Dans la mémoire universitaire, la Troisième République est l'âge d'or
de la philosophie des professeurs : l'hagiographie continue d'y trouver
ses héros et ses modèles (Lagneau, Alain, Bergson, etc.). La représentation
commune et le discours savant s'accordent pour voir dans ce
moment une identification parfaite entre la philosophie et l'institution.

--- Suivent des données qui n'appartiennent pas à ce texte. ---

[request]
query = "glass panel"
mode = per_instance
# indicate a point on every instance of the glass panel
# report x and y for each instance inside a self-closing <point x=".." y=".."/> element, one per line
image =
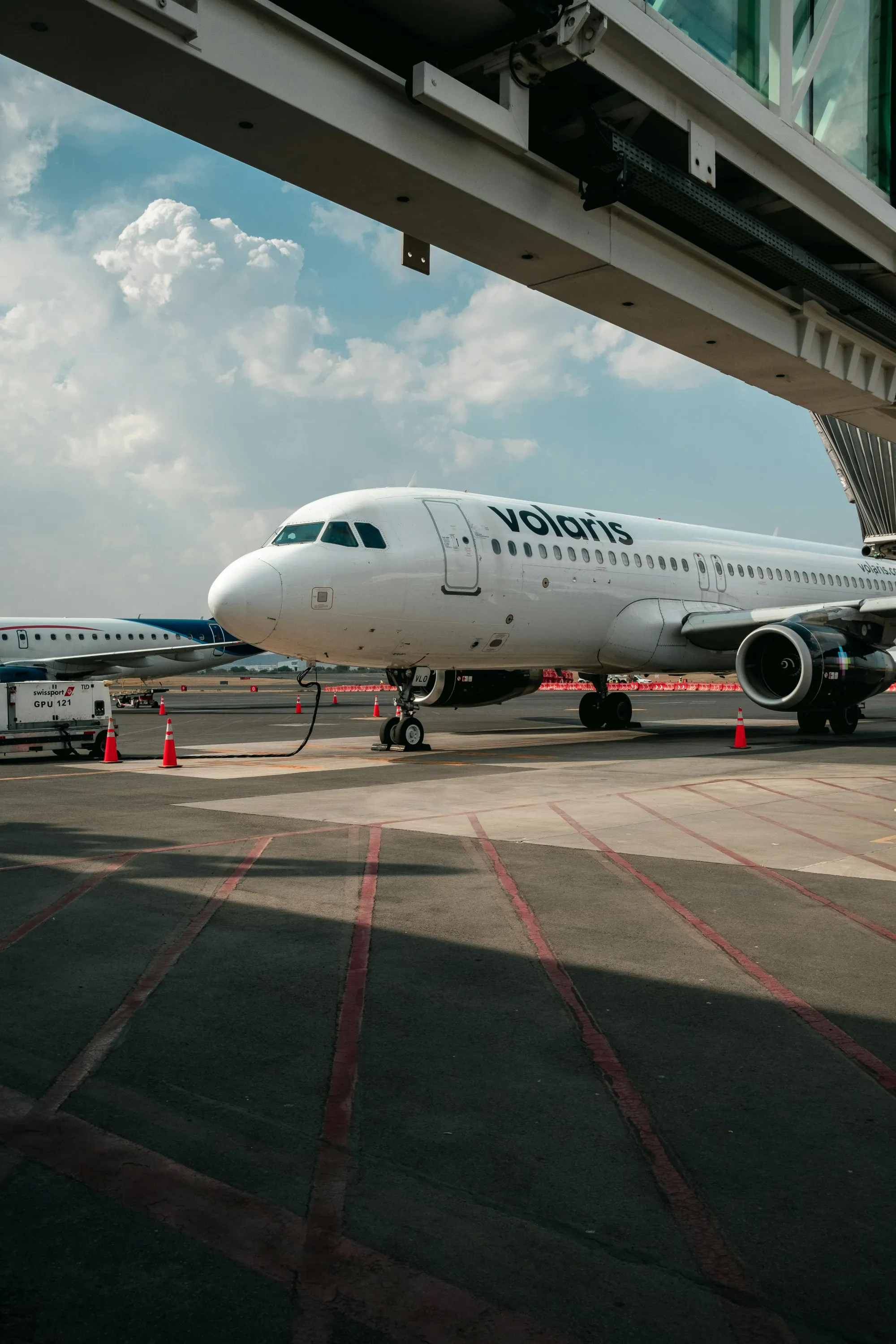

Mais l'humeur anti-institutionnelle qui domine aujourd'hui conduit à faire
de ces hommes des maîtres dévoués à leur classe plutôt que des héros
de la raison. A travers l'analyse des transformations qui affectent le corps
professoral entre 1880 et 1914 et l'étude d'un répertoire philosophique
matérialisé dans des programmes, une langue commune, des façons de
faire et des normes de présentation de soi, ce livre donne les moyens de
reconstruire l'espace des possibles au sein duquel se développent les
grandes oeuvres aussi bien que celles qui tournent court. En s'attachant
à l'émergence de la notion de crise de la philosophie au tournant du
siècle, on peut comprendre les métamorphoses qui conduisent la discipline
du couronnement du sommet vers les marges. Les philosophes de
la République sont à la fois lointains et proches : alors que tout semble
les opposer aux universitaires d'aujourd'hui (style de vie, choix des objets
de connaissance), on constate que la situation de la philosophie française
contemporaine dans l'espace des disciplines ne peut être expliquée
qu'en référence au moment fondateur de la Troisième République.
Substituant à la piété du discours commémoratif un travail d'objectivation,
ce livre veut contribuer au développement d'une histoire de la
philosophie qui ne se contenterait pas de décrire et de dénombrer la
«suite des nobles esprits» qu'évoquait Hegel.